パールの効用
人間生きていればイライラが募る日もある。
そんな日に思い出すのは、講談社の本で斎藤薫さんのエッセー、『されど”服”で人生は変わる』の中に記載されているジュエリーについての項目だ。
ゴールドな女、シルバーな女、パールな女
どうだろう。見出しからしてキャッチーだ。
そして深い。ジュエリーの色味と女を結び付けられるのか、とハッとさせられる。何の気なしに選んでいた筈のジュエリー選びの深層心理が垣間見える。どのような気質の女が、どのジュエリーを選ぶのか。またどのような色味の服と合わせると良いかの提案がなされる。或いは、ジュエリーの似合い方がイメージとどのように関わって来るのかが語られる。
しかし、私がこの本を読んだ際に何に衝撃を受けたかと言えば、ジュエリーをイメージした際にゴールド、シルバーについてはすぐにイメージ出来たものだが、そこで『パール』がジュエリーとして扱われていたことである。
その頃の私にとってはパールは、結婚式や葬式でのイメージしかなく、あまりジュエリーと言われてもピンと来なかったのである。
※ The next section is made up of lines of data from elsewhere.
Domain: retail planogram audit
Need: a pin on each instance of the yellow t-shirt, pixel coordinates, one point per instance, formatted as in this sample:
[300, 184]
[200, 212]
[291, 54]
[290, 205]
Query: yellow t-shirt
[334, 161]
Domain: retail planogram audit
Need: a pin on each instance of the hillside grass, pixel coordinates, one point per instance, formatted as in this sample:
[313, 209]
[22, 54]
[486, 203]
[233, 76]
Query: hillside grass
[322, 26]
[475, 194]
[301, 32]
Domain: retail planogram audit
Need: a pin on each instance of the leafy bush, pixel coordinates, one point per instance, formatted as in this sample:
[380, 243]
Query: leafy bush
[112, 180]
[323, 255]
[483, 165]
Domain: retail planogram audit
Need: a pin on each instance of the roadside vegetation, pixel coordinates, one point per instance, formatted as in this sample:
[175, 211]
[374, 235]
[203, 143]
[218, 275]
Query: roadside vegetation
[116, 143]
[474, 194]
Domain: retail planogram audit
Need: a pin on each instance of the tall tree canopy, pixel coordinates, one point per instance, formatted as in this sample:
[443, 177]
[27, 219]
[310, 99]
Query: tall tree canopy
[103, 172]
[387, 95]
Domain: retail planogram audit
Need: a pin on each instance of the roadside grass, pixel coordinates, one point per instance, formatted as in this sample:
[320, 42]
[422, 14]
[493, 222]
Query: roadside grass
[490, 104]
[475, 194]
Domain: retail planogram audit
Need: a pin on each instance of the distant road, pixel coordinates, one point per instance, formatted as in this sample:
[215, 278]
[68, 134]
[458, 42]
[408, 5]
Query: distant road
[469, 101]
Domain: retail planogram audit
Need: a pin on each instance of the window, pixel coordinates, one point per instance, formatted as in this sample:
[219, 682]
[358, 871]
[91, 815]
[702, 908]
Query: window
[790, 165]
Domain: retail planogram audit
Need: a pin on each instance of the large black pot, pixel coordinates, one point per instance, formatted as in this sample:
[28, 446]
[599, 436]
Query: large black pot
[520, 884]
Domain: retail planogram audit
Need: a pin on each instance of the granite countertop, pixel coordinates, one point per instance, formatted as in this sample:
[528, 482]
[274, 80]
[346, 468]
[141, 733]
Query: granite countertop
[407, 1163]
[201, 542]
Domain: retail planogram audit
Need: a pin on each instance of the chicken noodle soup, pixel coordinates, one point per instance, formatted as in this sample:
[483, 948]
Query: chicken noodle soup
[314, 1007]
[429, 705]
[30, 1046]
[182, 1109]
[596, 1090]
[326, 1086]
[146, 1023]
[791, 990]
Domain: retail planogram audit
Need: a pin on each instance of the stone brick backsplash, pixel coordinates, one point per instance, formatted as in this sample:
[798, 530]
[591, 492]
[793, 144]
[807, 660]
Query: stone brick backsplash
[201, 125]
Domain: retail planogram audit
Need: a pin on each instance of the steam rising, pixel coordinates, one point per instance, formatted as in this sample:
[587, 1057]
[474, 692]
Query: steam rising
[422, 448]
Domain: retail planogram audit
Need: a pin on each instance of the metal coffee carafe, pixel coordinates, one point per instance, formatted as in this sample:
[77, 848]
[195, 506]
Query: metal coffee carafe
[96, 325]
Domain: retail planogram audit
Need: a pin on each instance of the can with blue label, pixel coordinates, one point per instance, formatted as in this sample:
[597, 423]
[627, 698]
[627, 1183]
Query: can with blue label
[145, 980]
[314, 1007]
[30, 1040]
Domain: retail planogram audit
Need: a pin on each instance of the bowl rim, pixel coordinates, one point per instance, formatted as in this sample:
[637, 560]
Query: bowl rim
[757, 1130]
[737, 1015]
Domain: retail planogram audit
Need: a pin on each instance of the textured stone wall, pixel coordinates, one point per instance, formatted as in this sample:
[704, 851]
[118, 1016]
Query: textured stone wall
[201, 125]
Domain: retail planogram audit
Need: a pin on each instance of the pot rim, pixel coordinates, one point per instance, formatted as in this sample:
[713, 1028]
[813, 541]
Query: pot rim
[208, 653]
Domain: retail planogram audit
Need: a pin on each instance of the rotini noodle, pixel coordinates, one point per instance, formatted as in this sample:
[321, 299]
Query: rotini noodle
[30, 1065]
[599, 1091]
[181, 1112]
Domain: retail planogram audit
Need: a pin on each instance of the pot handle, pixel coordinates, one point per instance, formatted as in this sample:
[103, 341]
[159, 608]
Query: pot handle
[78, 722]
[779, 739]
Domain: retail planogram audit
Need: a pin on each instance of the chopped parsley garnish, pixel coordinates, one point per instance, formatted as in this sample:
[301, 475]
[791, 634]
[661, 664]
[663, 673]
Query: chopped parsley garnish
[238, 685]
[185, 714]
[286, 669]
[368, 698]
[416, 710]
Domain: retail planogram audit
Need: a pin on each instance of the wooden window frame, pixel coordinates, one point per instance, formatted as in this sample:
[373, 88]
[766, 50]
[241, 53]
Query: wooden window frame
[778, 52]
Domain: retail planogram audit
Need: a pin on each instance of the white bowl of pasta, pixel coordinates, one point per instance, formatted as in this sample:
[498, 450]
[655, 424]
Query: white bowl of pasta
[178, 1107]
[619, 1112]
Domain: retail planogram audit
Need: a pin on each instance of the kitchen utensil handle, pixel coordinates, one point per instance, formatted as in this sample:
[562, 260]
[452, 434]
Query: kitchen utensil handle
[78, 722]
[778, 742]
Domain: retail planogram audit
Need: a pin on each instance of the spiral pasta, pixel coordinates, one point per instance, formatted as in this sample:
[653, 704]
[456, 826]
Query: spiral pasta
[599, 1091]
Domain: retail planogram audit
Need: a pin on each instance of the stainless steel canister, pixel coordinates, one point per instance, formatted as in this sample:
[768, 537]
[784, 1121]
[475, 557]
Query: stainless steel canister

しかしこの本では、パールをつける女性を『たおやか』な女性と呼んで憚らない。
私はこの文章を読んだ時に恋をしてしまったのだ、こんな女性になりたい。パールの女になりたいと、そう思ってしまったのである。
怒りはパールには似合わない。
丸くて真白な球体はそれらを遠い彼方に追いやってしまう。
願わくば、パールの似合う女性でありたいものだ。